O Ministério Público de Mato Grosso do Sul instaurou inquérito civil contra o prefeito de Ivinhema, Juliano Ferro (PL), por ‘fortes indícios de atos dolosos de improbidade administrativa’ por ignorar decisão judicial para reduzir o próprio salário, de R$ 35 mil para R$ 19,9 mil.
O prefeito autodenominado de “mais louco do Brasil”, reajustou o próprio salário em 75%, passando de R$ 19.904 para R$ 35 mil mensais. Além de aumentar na mesma proporção os subsídios do vice-prefeito, secretários municipais e procurador geral de Ivinhema.
Em março de 2025, a Justiça determina a suspensão do reajuste mediante ação popular com pedido de tutela de urgência.

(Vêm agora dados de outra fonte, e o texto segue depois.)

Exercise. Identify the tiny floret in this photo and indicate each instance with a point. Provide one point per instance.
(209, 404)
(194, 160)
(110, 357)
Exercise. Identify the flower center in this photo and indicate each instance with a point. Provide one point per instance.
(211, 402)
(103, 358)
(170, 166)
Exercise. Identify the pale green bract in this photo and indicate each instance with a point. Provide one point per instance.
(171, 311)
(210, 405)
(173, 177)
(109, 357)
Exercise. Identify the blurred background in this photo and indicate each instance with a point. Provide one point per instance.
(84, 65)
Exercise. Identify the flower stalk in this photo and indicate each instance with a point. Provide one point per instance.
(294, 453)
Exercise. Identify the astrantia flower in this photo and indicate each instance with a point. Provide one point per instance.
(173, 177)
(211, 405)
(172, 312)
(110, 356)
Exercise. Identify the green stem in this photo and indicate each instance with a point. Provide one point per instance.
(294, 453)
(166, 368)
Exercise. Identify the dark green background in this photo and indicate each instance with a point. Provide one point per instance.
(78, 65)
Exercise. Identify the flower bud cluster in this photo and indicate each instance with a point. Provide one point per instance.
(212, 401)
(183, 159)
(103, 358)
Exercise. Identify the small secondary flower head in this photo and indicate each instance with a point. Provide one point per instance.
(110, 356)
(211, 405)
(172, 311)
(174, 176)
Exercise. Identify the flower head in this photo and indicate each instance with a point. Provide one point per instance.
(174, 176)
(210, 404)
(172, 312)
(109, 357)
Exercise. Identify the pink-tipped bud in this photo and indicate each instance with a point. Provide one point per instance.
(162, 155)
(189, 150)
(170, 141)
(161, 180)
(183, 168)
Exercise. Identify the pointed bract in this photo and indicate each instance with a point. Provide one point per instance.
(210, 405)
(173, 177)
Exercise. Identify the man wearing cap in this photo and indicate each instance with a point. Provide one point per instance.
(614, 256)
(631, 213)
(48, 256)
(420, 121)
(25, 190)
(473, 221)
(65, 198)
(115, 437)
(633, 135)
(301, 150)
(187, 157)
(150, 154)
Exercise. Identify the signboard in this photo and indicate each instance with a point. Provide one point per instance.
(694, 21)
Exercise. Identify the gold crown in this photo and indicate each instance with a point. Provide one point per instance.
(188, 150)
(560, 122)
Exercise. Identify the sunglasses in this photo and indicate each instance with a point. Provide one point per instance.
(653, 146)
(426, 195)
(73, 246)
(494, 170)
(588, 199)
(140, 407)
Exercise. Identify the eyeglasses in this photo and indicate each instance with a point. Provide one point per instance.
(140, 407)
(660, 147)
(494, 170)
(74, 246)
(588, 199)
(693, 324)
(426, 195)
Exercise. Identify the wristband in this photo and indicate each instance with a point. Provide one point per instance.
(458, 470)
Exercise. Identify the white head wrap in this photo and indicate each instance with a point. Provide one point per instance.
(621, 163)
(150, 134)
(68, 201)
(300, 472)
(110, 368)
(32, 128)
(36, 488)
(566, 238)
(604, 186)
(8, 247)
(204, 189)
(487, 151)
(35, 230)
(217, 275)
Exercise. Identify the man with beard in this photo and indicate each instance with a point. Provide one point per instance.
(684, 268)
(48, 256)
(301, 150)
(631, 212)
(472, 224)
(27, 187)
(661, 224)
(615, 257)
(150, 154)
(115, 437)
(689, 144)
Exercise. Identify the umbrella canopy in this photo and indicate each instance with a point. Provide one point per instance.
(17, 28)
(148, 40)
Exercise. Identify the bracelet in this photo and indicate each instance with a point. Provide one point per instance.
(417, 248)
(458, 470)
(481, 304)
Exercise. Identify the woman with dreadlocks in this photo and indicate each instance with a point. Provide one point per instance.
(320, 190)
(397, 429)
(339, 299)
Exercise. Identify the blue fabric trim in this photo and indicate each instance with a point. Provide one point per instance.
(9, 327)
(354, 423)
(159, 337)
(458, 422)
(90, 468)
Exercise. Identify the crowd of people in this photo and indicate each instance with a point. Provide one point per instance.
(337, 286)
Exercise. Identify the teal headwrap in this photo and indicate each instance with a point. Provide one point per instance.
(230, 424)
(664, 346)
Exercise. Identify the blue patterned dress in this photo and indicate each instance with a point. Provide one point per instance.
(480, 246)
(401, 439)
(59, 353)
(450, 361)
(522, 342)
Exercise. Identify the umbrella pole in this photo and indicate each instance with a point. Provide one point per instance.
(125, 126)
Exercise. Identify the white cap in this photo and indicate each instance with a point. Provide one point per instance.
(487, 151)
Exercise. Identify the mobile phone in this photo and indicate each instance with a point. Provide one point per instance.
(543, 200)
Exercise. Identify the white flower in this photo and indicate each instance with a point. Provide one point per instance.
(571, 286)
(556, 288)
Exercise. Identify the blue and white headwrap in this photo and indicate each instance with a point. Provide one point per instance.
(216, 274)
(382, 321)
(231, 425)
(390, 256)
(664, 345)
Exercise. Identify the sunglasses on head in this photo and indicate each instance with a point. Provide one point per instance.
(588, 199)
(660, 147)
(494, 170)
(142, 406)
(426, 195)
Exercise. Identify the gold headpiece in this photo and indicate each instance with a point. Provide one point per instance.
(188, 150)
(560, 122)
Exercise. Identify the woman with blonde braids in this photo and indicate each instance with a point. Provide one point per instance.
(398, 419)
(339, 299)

Porém, o prefeito e seu primeiro escalão passaram 13 meses recebendo salários com 75% de aumento, até reduzir o montante diante de decreto de contenção de gastos que o próprio Juliano publicou. Ainda assim, até hoje, Juliano Ferro, recebe assim dos R$ 19,9 mil que deveria.

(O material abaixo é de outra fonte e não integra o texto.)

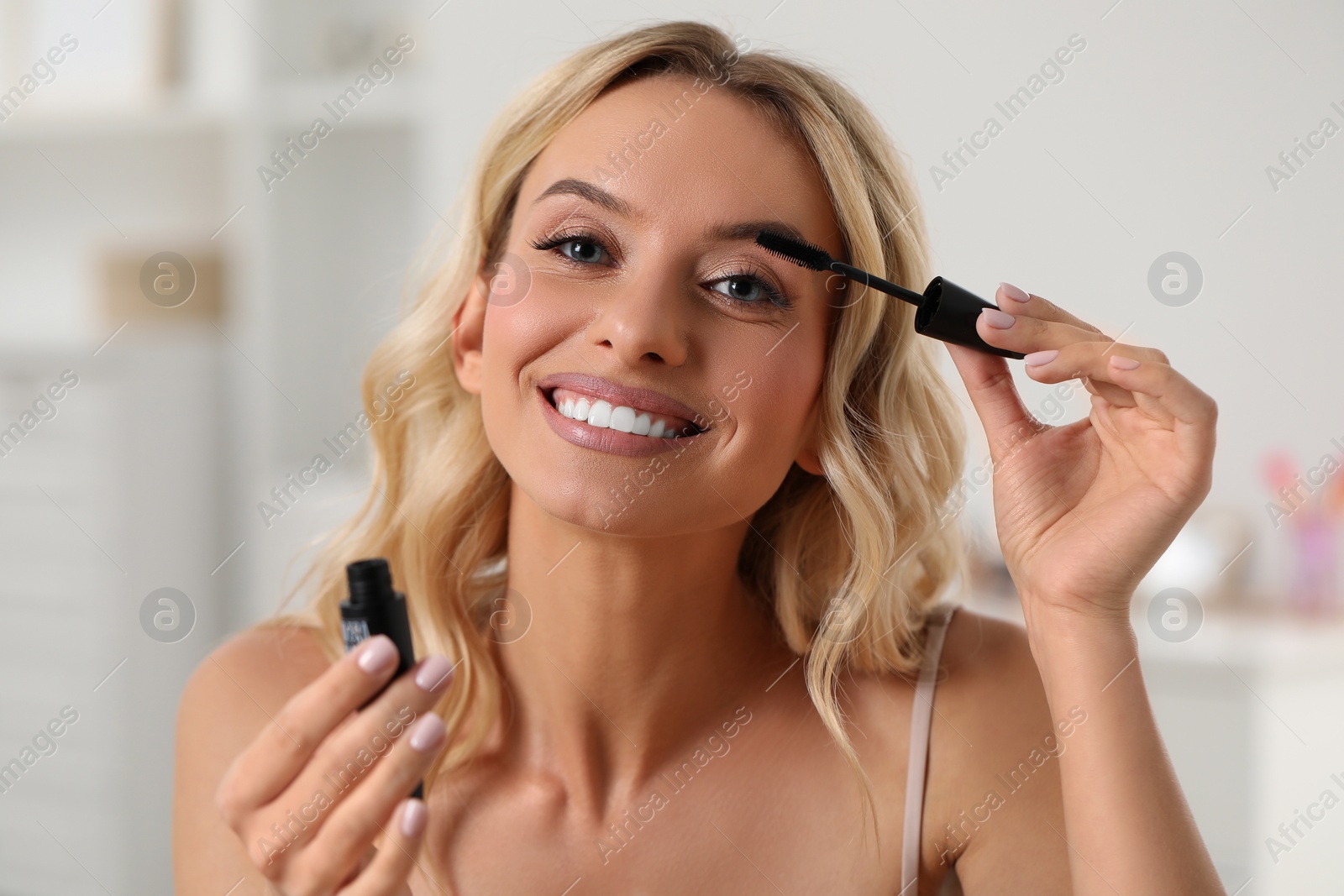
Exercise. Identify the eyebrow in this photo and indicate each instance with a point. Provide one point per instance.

Diante disso, a promotora Lenize Martins Lunardi Pedreira, da 1ª Promotoria de Justiça de Ivinhema, decidiu abrir inquérito para investigar o prefeito Juliano Ferro, mas indeferiu pedido de multa por descumprimento da decisão judicial.
“Verifica-se, de forma irrefutável, que houve voluntário, consciente e reiterado descumprimento da ordem judicial que determinou a suspensão dos pagamentos. Havendo fortes indícios de atos dolosos de improbidade administrativa que importaram enriquecimento ilícito e que causaram prejuízo ao erário, o Ministério Público Estadual informa que promoverá a instauração de inquérito civil para a devida apuração e responsabilização dos envolvidos, sem prejuízo das medidas necessárias para o ressarcimento dos danos”, afirma a promotora em sua decisão.

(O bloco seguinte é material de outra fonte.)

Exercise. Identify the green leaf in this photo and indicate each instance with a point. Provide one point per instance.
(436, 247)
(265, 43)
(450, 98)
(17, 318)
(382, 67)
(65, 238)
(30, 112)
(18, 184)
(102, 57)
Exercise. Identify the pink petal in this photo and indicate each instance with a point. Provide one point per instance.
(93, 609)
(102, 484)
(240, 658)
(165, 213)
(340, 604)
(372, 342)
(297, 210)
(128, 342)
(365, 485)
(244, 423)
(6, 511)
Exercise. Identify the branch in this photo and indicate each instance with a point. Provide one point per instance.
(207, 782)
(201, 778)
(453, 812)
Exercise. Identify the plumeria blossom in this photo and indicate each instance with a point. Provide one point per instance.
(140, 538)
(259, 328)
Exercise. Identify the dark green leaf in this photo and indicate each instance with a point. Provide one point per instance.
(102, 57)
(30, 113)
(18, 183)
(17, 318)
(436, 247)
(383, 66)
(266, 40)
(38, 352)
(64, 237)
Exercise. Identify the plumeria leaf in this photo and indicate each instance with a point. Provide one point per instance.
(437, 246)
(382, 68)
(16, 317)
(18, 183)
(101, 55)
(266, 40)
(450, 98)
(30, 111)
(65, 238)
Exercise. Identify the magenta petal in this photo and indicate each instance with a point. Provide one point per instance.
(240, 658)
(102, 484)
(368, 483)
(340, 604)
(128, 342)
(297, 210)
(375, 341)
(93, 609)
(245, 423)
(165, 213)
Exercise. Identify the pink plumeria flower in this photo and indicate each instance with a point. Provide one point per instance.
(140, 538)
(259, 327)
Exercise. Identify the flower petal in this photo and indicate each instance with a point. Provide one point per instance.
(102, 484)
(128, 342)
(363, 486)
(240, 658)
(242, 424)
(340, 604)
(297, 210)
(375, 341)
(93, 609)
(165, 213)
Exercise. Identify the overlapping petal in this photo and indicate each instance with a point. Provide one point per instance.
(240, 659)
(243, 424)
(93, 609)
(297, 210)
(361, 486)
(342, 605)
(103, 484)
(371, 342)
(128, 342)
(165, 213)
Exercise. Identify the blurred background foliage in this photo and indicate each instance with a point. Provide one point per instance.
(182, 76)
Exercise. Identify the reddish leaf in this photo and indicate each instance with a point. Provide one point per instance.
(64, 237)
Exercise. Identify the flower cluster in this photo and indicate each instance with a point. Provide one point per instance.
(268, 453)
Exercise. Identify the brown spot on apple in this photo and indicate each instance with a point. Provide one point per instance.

Ainda de acordo com ela, mesmo após a decisão judicial que deferiu a tutela provisória de urgência (em 11.03.2025), foram realizados pagamentos pelo gestor aos funcionários entre os meses de abril a agosto de 2025, em ato contrário a ordem judicial e da legislação vigente.
A ação popular para reduzir os salários do primeiro escalão de Ivinhema, foi impetrada pelo advogado Douglas Barcelo do Prado, que acusa Juliano Ferro de “afrontar de forma assombrosa” o Poder Judiciário, por passar meses descumprindo a decisão judicial.
“Conforme vemos NÃO HÁ QUALQUER BOA-FÉ NA CONDUTA DAMUNICIPALIDADE pois não há razões para que a liminar proferida por este DD. Juízo não ser cumprida, uma vez que a liminar deferida fora objeto de análise pelo Egrégio Sodalício Local, QUE JUNTAMENTE COMO PARECER DO MINISTÉRIO PÚBLICO NEGOU PROVIMENTO AORECURSO”, destacou.
Até dezembro do ano passado, Juliano Ferro ignorou a Justiça e recebeu salário de R$ 25.025. O juiz Rodrigo Barbosa Sanches determinou em março a redução para R$ 19,9 mil. O Tribunal de Justiça manteve a liminar, mas o prefeito, até o mês de dezembro, não cumpriu a decisão judicial.
O advogado Douglas Barcelo do Prado pediu a aplicação de multa de R$ 50 mil. A decisão caberá ao juiz Rodrigo Barbosa Sanches.